El lunes día 23 de abril, Paquito y yo, regresamos a Granada. El final de curso estaba próximo y teníamos que sacar energías, si es que nos quedaban algunas, para salir adelante.
El largo viaje lo dedicamos a recomponer el organigrama de la casa. Sin lugar a dudas había que recortar gastos o buscar fuentes de financiación. Esta segunda faceta no era viable y acometimos la primera; optimizando los recursos de que disponíamos. Los damnificados fueron Antonio y Ángel.
Antonio tras empezar bachillerato en Archena, cambió a la escuela de formación profesional de los Jerónimos, en donde se encauzó hasta el punto de sacar la carrera de Perito Industrial (actual Ingeniería Técnica Industrial). Para ello, conseguimos una beca de transporte y otra de comedor. Sin lugar a dudas, el alivio económico fue importante. Ángel siguió en el instituto de Archena los estudios de bachillerato.

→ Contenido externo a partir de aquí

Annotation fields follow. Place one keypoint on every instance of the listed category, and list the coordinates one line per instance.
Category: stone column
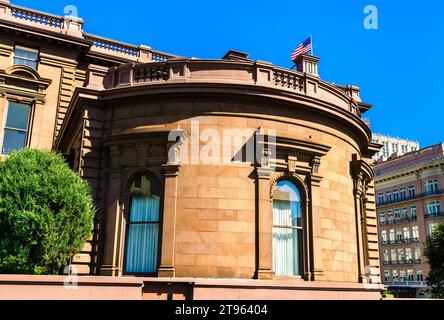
(359, 235)
(166, 268)
(317, 271)
(112, 251)
(264, 225)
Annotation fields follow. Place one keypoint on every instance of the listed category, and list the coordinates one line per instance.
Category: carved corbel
(176, 139)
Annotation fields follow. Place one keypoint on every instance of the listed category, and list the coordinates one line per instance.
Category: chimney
(236, 55)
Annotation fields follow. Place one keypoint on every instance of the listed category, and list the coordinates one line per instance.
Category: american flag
(303, 48)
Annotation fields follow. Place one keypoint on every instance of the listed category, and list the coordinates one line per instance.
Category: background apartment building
(410, 196)
(392, 145)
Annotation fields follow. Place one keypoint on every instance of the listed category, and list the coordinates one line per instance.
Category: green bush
(434, 251)
(46, 212)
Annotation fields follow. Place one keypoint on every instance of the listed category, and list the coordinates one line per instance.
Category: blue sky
(399, 67)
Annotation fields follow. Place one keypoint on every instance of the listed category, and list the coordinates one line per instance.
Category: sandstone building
(211, 177)
(391, 145)
(410, 199)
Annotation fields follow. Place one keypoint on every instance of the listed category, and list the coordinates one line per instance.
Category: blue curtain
(143, 235)
(286, 241)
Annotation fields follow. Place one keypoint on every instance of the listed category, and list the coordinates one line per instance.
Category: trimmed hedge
(46, 212)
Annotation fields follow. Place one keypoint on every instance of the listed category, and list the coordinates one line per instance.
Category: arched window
(287, 230)
(143, 225)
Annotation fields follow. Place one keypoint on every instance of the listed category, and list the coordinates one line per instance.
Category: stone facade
(406, 220)
(112, 113)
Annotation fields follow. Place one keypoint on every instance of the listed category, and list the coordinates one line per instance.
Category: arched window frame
(126, 216)
(305, 272)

Mientras íbamos desbrozando el camino, Paquito se entretenía con su calculadora (papel y bolígrafo) haciendo números. Números que se aproximaban pero sin llegar a cuadrar el haber y el debe. Se imponía buscar otra fuente de ingresos o endeudarnos. Sí, cualquier trayecto menos claudicar. Mi padre nos trazó nuestro camino y no debíamos detenernos cuando tan cerca estaba la meta. Paquito seguía haciendo números y, cuando veía un resquicio, me daba en el hombro y me decía: ¡Joaquín, ya lo tengo! Me lo explicaba.
Nos mirábamos y esbozábamos una sonrisa cómplice. Éramos totalmente distintos, pero complementarios; la suma de dos binomios importantes y precisos en la vida; sobre todo, en los momentos que estábamos viviendo.